Visitors will be able to attend a presentation of “The Life and Legacy of Rosa Parks” featuring a reenactment of the civil rights icon by Ann Clemons, a former employee of the Montgomery Convention and Visitors Bureau. Guests can also visit an authentic 1950s-era Montgomery City Bus which will be on-site.
Additonally, Parks’ niece Sheila McCauley Keys will be featured in a program entitled “The Gathering” in the museum’s auditorium. Keys has been an active voice in preserving her aunt’s legacy, having written “Our Auntie Rosa: The Family of Rosa Parks Remembers Her Life and Lessons” in 2015 with award-winning journalist and author Eddie B. Allen, Jr.
“We hope all will join us for this special celebration as we honor the life and legacy Mrs.
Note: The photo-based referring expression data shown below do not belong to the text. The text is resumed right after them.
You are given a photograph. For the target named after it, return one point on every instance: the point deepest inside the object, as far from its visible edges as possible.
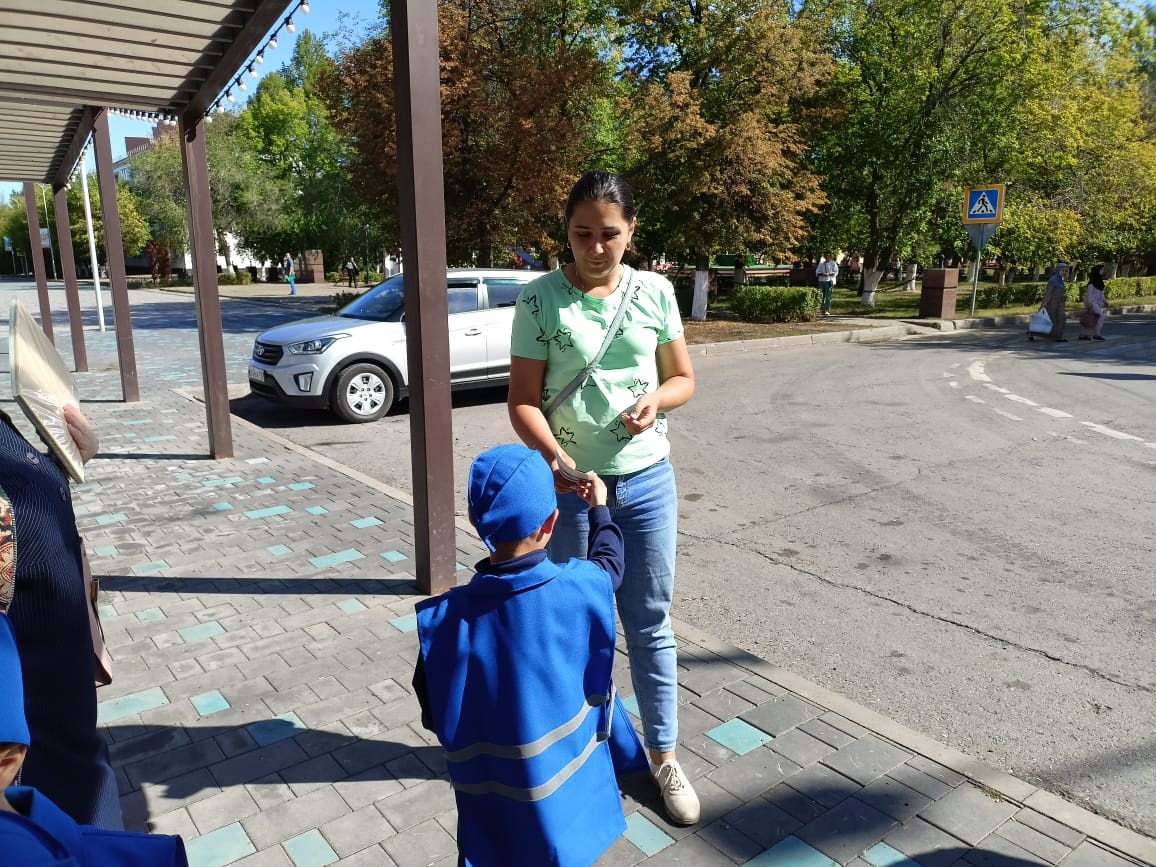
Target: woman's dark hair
(605, 187)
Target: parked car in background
(354, 362)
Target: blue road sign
(983, 204)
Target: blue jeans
(645, 506)
(828, 288)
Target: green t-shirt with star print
(557, 324)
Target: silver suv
(354, 362)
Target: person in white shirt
(827, 272)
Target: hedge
(773, 304)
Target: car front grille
(267, 353)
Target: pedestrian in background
(1056, 303)
(827, 272)
(598, 358)
(287, 266)
(1091, 320)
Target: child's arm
(606, 545)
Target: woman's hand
(81, 432)
(644, 414)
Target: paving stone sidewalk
(259, 612)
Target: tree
(288, 125)
(723, 95)
(928, 87)
(524, 98)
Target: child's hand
(592, 490)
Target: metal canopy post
(115, 251)
(34, 238)
(206, 290)
(68, 266)
(420, 183)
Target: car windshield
(384, 303)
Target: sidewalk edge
(1103, 830)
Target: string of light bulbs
(250, 69)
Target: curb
(1128, 843)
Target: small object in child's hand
(570, 473)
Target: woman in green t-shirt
(609, 419)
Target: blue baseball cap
(13, 724)
(511, 494)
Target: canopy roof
(64, 60)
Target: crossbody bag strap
(584, 373)
(7, 551)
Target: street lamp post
(52, 256)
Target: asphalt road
(954, 531)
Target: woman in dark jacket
(67, 760)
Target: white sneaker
(677, 795)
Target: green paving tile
(363, 523)
(310, 850)
(279, 728)
(156, 565)
(405, 624)
(201, 631)
(645, 835)
(883, 856)
(268, 512)
(208, 703)
(739, 736)
(791, 852)
(333, 560)
(115, 709)
(220, 847)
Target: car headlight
(313, 347)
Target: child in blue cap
(514, 676)
(34, 831)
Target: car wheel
(362, 393)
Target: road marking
(1017, 399)
(976, 370)
(1111, 432)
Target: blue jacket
(41, 835)
(518, 679)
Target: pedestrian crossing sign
(983, 204)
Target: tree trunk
(871, 283)
(702, 287)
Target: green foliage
(769, 304)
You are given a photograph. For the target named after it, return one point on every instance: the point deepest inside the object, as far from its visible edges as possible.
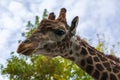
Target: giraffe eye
(59, 32)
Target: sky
(95, 17)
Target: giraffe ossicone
(54, 37)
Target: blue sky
(96, 17)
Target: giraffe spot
(89, 69)
(77, 54)
(91, 51)
(119, 75)
(96, 59)
(96, 74)
(102, 57)
(89, 60)
(99, 67)
(71, 51)
(104, 76)
(82, 63)
(112, 77)
(115, 70)
(77, 47)
(83, 51)
(107, 66)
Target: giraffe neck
(94, 62)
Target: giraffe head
(51, 38)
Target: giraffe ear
(74, 25)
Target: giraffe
(54, 37)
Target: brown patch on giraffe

Parks,” said Donna Beisel, the museum’s Director of Operations. “Mrs. Parks dedicated her life to activism, and as we celebrate what would have been her 112th birthday, we want to remember all of her contributions to fight for justice and civil rights.”
The event will be held in the wake of an executive order issued by President Donald Trump soon after his return to office which attacks diversity, equity, and inclusion (DEI) programs in the federal government. Among the impacts of Trump’s order, which mirrored Alabama’s own Senate Bill 129, was the removal of a video highlighting the Tuskegee Airmen from Air Force training seminars before bipartisan backlash resulted in the video being reinstated into the curriculum.
Last week, Birmingham Mayor Randall Woodfin spoke out to criticize Trump’s executive order and attacks on DEI writ-large.
“Inclusion is not a bad thing. There is no such thing as going too far as it relates to being inclusive,” Randall said in an appearance on CNN This Morning. “There’s no such thing as going too far as it relates to equity. This is America. Equity is the right thing to do. There’s no such thing as diversity being bad. America is a very diverse place. I think Diversity, Equity and Inclusion has been weaponized for some to use to say it’s taken away from others.”
As DEI programs face scrutiny at both a state and national level, events highlighting the accurate history of the Civil Rights Movement and the legacies of Black historical icons like Rosa Parks could increasingly become the subject of political controversy.
The Rosa Parks Museum is located at Troy University’s Montgomery Campus on the spot of Mrs. Parks’ historic 1955 arrest. The museum opened on Dec. 1, 2000, “with the mission of interpreting the story and legacy of Mrs. Parks and the Montgomery Bus Boycott for future generations.”